Meeting corpus users’ needs

Symbolic picture for the article. The link opens the image in a large view.

17. January 2025

Meeting corpus users’ needs

Author: Yukio Tono (Tokyo University of Foreign Studies)
Published: 17 January 2025

As language tools evolve in the digital age, having the right tools can make all the difference in how we interact with and analyze language. But what makes a tool truly effective? The answer lies in understanding user needs and designing tools that meet those needs effectively.

This blog post explores how different users approach concordance tools—applications that help us examine language patterns in context. By understanding these diverse needs, we can create better tools that serve their intended purposes more efficiently.

Researchers

Let me tell you about one of the most important groups using corpus tools—researchers! These dedicated scholars dive into corpora to answer fascinating questions about language. If you’re a researcher just starting your corpus journey, you might be wondering “Which corpus would be perfect for my research?” or “How can I best use corpus tools to find exactly what I’m looking for?”

The good news is that most researchers are eager to explore the wonderful world of corpus tools. They’re ready to master essential features like concordance searches (finding specific words in context), collocation analysis (discovering which words frequently appear together), and creating word lists or examining keywords. These tools are like a researcher’s Swiss Army knife—each one serves a unique and valuable purpose!

Sometimes, researchers need to dig even deeper. They might want to know more about the texts they’re studying—who wrote them? When? Under what circumstances? This kind of information helps them control variables that might affect their results. Think of it as making sure you’re comparing apples to apples in your research.

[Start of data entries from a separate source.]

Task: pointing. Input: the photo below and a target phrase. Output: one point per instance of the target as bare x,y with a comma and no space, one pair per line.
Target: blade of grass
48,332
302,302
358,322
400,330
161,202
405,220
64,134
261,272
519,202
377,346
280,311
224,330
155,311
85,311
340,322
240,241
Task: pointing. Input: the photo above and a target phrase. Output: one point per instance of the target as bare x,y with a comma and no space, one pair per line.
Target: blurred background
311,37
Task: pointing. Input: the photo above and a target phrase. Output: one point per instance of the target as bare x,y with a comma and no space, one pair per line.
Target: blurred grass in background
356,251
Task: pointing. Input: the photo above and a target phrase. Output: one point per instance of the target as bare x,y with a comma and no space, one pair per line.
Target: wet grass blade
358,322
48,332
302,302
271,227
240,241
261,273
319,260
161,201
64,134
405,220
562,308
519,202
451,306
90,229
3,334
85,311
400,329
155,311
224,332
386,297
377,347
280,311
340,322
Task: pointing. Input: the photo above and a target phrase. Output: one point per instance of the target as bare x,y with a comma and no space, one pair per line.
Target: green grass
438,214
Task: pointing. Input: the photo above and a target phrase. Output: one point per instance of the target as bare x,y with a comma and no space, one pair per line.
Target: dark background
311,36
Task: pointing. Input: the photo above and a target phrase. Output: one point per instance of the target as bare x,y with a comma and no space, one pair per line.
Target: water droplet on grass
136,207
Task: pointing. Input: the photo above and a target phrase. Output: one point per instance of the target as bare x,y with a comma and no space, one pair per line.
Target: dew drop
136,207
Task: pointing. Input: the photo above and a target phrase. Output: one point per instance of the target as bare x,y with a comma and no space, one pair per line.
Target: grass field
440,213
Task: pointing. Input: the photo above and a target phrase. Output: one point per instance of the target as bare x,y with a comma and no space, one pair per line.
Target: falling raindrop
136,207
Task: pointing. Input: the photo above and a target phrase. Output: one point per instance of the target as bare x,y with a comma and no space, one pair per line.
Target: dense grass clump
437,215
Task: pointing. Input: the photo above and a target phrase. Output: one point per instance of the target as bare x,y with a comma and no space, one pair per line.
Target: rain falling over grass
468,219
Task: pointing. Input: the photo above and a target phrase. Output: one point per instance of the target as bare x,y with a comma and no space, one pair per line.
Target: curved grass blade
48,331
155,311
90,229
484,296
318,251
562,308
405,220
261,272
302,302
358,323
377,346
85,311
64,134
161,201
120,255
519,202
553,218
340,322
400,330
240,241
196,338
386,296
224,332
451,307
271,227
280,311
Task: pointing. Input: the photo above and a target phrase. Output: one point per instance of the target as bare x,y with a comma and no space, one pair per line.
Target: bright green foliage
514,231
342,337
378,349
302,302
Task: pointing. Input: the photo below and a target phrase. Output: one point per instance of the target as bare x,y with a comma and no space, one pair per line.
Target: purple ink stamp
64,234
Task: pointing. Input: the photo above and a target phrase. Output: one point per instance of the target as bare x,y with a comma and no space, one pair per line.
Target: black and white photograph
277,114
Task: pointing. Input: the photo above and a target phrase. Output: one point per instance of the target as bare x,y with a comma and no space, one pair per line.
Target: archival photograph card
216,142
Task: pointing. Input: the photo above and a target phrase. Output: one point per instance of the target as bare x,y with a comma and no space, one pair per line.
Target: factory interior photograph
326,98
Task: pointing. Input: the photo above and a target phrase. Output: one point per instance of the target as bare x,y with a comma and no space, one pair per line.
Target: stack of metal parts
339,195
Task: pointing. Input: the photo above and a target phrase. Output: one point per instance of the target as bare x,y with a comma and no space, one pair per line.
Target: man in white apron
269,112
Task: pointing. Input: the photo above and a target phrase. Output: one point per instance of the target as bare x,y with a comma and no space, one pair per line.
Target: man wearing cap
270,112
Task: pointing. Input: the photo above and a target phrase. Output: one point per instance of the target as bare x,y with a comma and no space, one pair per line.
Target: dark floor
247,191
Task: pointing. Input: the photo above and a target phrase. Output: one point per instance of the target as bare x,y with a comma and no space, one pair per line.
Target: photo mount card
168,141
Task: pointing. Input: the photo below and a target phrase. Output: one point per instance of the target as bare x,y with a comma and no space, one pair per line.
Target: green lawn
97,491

At the end of the day, success for researchers comes down to two main things: getting comfortable with these powerful tools through training and having an interface that makes it easy to access all this valuable information, both within and beyond the corpus itself.

Teachers

Let us talk about language teachers—they are another important group who use corpus tools, but in a different way from researchers. Teachers are usually looking for practical answers to help with their day-to-day teaching. They might ask things like “Where can I find some good examples to show this grammar pattern?” or “Should I teach these new words to my students?” or even “Which way of saying this is more common?”

Regular corpus tools do not always make it easy to answer these questions directly. Why? Well, finding the right examples for students is not just about getting any sentence from the corpus—teachers need to think about whether their students will understand the vocabulary and if they have learned the grammar patterns used in those examples. It is quite a puzzle!

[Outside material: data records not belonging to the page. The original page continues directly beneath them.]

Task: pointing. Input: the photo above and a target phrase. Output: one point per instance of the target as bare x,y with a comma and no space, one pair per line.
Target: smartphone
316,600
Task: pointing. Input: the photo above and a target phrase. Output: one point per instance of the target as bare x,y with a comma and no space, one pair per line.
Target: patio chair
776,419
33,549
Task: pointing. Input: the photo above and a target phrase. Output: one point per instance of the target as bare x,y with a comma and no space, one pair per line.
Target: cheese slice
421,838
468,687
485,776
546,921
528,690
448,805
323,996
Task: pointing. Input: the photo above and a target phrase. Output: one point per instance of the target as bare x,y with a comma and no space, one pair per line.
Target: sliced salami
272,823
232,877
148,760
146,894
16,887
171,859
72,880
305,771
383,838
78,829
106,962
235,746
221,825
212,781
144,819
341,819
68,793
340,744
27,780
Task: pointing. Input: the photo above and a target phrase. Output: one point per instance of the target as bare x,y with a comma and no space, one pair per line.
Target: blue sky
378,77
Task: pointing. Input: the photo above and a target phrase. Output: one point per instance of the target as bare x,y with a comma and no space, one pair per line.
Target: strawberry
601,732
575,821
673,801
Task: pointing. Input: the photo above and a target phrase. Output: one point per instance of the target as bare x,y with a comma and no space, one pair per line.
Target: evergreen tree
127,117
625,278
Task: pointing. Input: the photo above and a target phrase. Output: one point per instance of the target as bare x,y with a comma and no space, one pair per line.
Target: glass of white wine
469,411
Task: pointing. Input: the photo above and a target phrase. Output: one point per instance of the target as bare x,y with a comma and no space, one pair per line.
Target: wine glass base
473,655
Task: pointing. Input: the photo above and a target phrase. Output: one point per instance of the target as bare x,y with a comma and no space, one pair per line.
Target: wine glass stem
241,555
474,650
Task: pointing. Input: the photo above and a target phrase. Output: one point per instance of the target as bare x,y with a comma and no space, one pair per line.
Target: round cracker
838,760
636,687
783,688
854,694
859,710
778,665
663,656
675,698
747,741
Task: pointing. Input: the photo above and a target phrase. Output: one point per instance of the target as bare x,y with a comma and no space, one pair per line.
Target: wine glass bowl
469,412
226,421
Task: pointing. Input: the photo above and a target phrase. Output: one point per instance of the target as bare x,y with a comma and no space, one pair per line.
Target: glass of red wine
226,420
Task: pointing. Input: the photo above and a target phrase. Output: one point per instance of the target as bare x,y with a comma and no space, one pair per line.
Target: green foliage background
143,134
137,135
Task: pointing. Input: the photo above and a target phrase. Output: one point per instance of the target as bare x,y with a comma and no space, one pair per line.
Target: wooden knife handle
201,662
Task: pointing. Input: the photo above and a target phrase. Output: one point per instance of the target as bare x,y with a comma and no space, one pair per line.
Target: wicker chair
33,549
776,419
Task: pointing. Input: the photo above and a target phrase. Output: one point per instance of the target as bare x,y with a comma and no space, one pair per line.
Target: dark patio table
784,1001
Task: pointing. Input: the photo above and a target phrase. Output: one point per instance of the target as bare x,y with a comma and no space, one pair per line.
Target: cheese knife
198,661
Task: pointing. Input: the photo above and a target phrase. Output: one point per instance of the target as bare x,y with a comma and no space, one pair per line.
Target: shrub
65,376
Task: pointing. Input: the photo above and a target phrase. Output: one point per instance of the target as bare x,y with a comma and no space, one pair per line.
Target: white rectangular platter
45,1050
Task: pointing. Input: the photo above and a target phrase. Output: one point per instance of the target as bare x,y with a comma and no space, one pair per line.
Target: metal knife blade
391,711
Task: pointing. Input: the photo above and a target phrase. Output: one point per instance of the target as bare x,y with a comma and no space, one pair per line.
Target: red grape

That is why we need special tools made just for teachers. Two helpful ones are the CEFR Vocabulary Level Analyzer (CVLA3.0) and the English Level Checker. These tools can help teachers figure out how difficult a text is and what grammar patterns it contains—much more useful for teaching than a regular corpus tool!

In this sense, corpus tools need to be redesigned in order to meet specific needs of language teachers and for the analysis of pedagogic corpora such as textbook corpora, classroom corpora, or learner corpora. Then the interface also needs to evolve out of specific needs of those teachers, task designers, and materials developers.

Learners

Now, let us explore how different types of learners can use corpus tools effectively! Let me walk you through some practical examples:

Advanced learners, like PhD students writing their dissertations, often use corpus tools independently. They might use n-gram search for specific academic phrases like “the results suggest that” or “previous studies have shown” to improve their academic writing. These learners can handle complex concordance searches and understand sophisticated vocabulary in context.

For intermediate learners (with 3,000–5,000 words), imagine a student looking up the word “impact.” They might not know every word in the concordance lines, but they can understand enough context to learn how “impact” is used differently from “effect” or “influence.” They can see patterns like “have an impact on” or “the impact of X on Y” and start using these in their own writing.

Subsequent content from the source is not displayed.